Она заправила прядку за ухо.
– Вы говорите, как джентльмен. Я догадалась об этом прежде, чем вы заговорили. Как же я додумалась? Возможно, из-за вашей прически. Хотя большинство знакомых мне джентльменов имеют полезную привычку бриться.
– Я уплыл из дома три дня назад, и с тех пор значительную часть времени мы провели в море. Мой друг… он хотел забрать свой люггер на островах Силли…
Джереми ударился в объяснения. Ему некуда было деться, реши она передать его властям, поэтому она вполне могла узнать правду. Джереми понимал, он объясняет бестолково, но причина заключалась в том, что каждый раз, когда он смотрел на девушку, язык начинал заплетаться, а слова никак не складывались в предложения с той легкостью, как следовало бы.
Она терпеливо ждала, пока он не закончил говорить, а затем подвела итог:
– Итак, теперь вы потеряли и бренди, и люггер. Вот что выходит, когда жадничаешь.
– Это правда. И не будь вы так исключительно добры, меня бы задержали.
– И в этом нет ничего приятного, Джереми Полдарк. Таможенникам не так часто удается кого-нибудь поймать, поэтому уж поймав... Даже мировые судьи сейчас не так снисходительны, как раньше.
– Вот отчего я признателен вам вдвойне.
– Ох, не торопитесь с выводом, что вы свободны! Теперь вы под моим надзором.
– Я счастлив находиться в вашем полном распоряжении, – сказал Джереми.
Слова были задуманы частично как шутка, как ответ на игру девушки, но сказаны вполне всерьез. Он почувствовал, что покраснел.
Незнакомка отвернулась и посмотрела в другую сторону, через ворота. После долгой паузы она проговорила:
– У вас был коричневый люггер с красными парусами?
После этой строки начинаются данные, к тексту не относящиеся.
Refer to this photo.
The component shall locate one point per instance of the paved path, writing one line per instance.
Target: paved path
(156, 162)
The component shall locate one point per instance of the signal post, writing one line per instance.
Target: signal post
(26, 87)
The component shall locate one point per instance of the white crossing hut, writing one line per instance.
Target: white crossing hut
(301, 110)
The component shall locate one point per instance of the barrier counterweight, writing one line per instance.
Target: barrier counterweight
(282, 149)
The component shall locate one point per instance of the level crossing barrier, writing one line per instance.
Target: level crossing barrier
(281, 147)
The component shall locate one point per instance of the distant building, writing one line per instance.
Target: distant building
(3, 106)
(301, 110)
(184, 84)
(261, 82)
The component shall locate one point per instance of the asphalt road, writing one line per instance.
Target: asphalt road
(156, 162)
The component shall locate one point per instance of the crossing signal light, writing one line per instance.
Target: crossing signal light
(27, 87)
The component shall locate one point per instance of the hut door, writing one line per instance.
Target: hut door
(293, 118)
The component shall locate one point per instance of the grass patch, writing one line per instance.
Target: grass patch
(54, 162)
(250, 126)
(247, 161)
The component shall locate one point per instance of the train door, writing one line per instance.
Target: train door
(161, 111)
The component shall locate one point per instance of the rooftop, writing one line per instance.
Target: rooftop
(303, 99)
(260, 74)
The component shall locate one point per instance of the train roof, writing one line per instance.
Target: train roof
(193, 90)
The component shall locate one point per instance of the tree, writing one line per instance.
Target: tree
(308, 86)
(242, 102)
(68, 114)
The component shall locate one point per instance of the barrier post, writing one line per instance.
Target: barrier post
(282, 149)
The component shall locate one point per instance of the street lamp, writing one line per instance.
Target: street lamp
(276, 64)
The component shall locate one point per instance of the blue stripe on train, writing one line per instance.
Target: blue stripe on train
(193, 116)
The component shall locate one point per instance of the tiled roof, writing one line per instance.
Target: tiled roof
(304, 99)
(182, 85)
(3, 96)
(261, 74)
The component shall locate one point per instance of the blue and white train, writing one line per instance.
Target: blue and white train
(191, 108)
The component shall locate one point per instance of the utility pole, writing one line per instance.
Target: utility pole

Джереми сделал пару шагов, и пляж оказался в его поле зрения. «Филипп» плыл круто к ветру вдоль пляжа, очень близко к нему – только-только вне зоны досягаемости выстрела двух таможенников, которые в гневном недоумении таращились на судно.
– Должно быть, он побежал в обратную сторону! Улизнул от них и забрался на борт! Слава небесам, ветер меняется. Но он ищет меня! – вскричал Джереми.
– Если вы покажетесь, я не смогу вас спасти от справедливого воздаяния, – резко бросила мисс Тревэнион.
Люггер сделал поворот и вновь оказался у берега. Хотя Стивен управлялся с судном один, ему удавалось неплохо маневрировать. Дым и треск возвестили о том, что один таможенник выстрелил. Как только люггер оказался у восточного края пляжа, Стивен вновь поменял курс, направляясь в море. Он явно понимал, что даже если Джереми его заметит, то все равно не сумеет забраться на борт, не привлекая нежелательного внимания таможенников.
Море искрило, как фольга под зимним солнцем. Люггер удалялся.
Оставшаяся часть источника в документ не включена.